さて昨日は更新が12時を越える見通しとなり見送った関係で、1日、間が空くことになり本日は21日の更新ということに。
まず金価格の方はさすがに米長期金利が3%に接近するところまで来たことで売られることになった。20日はまさに、長期金利の上昇と下落にドル指数(DXY)の動きも重なったことから、そのままNY金の値動きをも左右することになった。このところFRBが5月以降、利上げ幅を通常の2倍の50bp(0.5%)に引き上げ、それを複数月続ける意向を示し、さらにQT(量的引き締め)にも同時進行で手を付けることがほぼ確定したことで、ここまで国債利回りが上昇を続けたのは御存じのとおり。これに対し金市場は、18日に付けた5週間ぶりの高値(2003ドル)からの調整という展開にある。
昨日は、NY時間外のアジアの午後の時間帯に、NY金は一時1941.00ドルの安値を見ることになった。ちょうどその時間に米長期債の上昇が加速し、一時2.978%と心理的な節目の3%に急接近した際のものだった。その後は、利回り上昇の加速が示す価格の下落に対し、押し目買いが見られ利回りは低下した。3%に近い水準は、現時点で年金など長期投資家にとって魅力的な水準ということだろう。結局、10年債は2.961%で終了した。FRBの政策動向に敏感な2年債利回りは一時2.636%と、2018年12月以来の水準に上昇。2.585%で終了した。
米債金利の上昇が一服したことで、ドル指数も低下し、20日は通常取引終了後の時間外でNY金は買い戻されることになった。最終的にNY金の時間外取引はプラス圏に浮上し、1960.90ドルの高値を付け、切り上げた水準を維持し1960.10ドルで終了。21日のアジア時間の取引に引き継がれた。
この日は、金ETFの最大銘柄「SPDR(スパイダー)ゴールドシェア」の残高は6.38トンも増加した。この日の値動きからは、押し目買いが入ったということになりそうだ。
20日は米債利回りの上下動に合わせるようにドルの水準も変化した。このところ注目のドル円相場は、一時1ドル=129.43円と2002年4月以来の円安水準を付けていたものの、ここまでの上昇ピッチの速さに対する警戒感が台頭、終盤は128円割れの水準まで(ドルは)上げ幅を削ることになった。NY市場の関係者の間では、135円超が日本サイドにとって許容できないラインとの見方がある。

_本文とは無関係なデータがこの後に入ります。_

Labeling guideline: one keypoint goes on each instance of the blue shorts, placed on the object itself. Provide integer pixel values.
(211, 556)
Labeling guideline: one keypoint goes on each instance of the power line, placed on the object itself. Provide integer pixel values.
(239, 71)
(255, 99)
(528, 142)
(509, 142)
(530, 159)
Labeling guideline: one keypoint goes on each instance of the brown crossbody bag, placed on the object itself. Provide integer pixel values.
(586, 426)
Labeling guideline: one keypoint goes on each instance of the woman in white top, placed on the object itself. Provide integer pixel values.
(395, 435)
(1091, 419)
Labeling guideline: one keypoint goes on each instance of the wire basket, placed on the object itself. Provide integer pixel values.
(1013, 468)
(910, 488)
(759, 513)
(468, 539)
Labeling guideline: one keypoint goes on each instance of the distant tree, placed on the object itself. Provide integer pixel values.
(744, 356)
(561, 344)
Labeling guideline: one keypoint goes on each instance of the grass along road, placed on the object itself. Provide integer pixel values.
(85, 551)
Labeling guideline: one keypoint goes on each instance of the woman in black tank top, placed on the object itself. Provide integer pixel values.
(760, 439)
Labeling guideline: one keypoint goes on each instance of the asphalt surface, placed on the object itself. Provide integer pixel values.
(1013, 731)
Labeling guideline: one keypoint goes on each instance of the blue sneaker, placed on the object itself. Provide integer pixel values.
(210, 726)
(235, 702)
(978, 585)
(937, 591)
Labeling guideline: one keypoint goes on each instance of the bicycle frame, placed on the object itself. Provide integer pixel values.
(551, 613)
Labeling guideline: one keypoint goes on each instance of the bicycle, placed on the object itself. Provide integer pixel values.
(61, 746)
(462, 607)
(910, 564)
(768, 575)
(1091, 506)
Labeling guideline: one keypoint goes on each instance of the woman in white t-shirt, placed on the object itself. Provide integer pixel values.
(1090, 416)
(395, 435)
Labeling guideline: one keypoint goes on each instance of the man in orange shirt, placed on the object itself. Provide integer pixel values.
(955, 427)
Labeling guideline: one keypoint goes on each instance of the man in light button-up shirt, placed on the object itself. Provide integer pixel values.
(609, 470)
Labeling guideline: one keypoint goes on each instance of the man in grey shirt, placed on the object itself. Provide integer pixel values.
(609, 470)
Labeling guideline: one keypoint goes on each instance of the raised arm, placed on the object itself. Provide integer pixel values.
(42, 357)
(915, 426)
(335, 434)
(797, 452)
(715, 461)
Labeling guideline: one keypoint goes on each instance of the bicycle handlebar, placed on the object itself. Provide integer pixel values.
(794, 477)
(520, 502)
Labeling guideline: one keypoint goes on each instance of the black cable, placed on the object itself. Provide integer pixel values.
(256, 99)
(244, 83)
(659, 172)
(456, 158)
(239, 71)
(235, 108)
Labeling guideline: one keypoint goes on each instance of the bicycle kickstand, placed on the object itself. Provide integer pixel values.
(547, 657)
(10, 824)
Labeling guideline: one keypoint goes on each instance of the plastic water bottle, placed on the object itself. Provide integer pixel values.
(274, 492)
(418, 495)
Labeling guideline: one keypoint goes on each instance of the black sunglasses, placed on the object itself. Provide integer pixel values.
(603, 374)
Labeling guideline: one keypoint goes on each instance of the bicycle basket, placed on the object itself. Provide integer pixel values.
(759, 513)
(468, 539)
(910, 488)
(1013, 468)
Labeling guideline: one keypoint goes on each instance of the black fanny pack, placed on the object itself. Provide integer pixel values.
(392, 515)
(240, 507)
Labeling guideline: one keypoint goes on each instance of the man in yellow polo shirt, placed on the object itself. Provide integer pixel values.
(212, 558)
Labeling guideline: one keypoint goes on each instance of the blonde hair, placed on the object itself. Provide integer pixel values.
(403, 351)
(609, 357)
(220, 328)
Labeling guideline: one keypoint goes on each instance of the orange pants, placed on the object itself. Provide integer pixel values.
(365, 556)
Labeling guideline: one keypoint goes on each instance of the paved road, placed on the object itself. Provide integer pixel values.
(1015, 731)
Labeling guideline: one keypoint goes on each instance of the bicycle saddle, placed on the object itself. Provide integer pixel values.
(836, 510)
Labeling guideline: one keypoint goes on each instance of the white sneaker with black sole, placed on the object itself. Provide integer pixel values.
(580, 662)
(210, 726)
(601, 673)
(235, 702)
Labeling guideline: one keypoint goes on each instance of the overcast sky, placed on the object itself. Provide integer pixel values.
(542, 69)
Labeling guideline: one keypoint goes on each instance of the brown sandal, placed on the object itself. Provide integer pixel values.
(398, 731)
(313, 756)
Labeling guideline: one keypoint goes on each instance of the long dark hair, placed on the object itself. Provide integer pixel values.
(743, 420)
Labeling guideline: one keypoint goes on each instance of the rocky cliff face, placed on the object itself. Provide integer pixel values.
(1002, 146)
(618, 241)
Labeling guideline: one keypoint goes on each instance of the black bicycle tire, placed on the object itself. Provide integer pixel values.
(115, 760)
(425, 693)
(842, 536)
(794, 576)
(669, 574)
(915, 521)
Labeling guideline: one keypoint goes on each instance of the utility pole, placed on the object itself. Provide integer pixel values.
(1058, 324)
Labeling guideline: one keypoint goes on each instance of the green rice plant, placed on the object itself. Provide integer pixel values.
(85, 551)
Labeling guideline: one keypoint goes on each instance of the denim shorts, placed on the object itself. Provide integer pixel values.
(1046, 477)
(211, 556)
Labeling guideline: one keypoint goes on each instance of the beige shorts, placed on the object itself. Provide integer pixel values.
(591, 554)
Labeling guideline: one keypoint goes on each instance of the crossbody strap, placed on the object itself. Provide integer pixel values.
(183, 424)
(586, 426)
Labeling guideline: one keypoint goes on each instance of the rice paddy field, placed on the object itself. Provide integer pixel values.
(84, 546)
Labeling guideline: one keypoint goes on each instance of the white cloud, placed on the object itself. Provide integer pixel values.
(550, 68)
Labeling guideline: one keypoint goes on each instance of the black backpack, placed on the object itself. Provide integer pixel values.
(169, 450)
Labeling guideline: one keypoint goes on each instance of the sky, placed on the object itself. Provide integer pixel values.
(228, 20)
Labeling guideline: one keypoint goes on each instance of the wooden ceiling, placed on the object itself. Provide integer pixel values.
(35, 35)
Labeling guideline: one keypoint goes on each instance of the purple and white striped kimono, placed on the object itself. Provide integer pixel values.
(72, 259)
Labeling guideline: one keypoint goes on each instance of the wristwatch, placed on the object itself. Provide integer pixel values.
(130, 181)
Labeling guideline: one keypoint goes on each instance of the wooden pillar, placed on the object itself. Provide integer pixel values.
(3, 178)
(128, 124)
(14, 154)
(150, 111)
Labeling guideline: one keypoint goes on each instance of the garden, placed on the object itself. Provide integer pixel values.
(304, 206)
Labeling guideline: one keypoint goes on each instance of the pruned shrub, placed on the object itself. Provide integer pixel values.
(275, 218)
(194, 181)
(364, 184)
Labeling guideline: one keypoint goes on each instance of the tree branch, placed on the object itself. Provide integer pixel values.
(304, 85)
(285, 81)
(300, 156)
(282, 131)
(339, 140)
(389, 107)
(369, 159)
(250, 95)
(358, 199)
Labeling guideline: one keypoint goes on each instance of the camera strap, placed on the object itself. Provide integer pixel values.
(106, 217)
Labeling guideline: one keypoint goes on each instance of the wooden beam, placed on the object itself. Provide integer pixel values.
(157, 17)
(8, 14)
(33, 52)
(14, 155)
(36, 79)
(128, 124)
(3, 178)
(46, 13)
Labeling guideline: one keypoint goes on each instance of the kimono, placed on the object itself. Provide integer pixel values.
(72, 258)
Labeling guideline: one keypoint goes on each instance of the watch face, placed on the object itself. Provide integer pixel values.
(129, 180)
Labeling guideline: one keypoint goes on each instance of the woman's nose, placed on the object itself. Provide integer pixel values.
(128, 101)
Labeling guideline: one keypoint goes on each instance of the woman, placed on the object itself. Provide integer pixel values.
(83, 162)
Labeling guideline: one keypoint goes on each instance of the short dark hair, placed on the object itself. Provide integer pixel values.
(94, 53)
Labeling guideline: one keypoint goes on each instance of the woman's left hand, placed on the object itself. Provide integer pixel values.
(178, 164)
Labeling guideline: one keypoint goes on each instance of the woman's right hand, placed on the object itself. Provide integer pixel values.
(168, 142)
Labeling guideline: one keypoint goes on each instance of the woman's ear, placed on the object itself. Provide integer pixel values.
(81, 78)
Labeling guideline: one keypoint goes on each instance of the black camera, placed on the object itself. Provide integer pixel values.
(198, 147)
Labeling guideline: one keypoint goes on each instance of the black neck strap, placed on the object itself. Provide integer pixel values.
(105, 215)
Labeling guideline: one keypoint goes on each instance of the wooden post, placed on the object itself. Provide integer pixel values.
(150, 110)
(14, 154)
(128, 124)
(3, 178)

5月3、4日の米連邦公開市場委員会(FOMC)を前にして、この日FRBは地区連銀経済報告(ベージュブック)を発表した。その中で、米国経済は2月中旬以降「「緩やかに拡大した」と分析。ただし、インフレが加速し強い賃金上昇が続き、そこにロシアによるウクライナ侵攻が加わり、「景気見通しは悪化した」としている。アトランタ連銀が地区内の企業の多くが「インフレが賃金上昇圧力となっている」と報告するなど、賃金スパイラルの兆候も見られている。今回の報告書は、4月11日までの情報に基づきまとめられたもので、5月3、4日のFOMCの検討資料となるもの。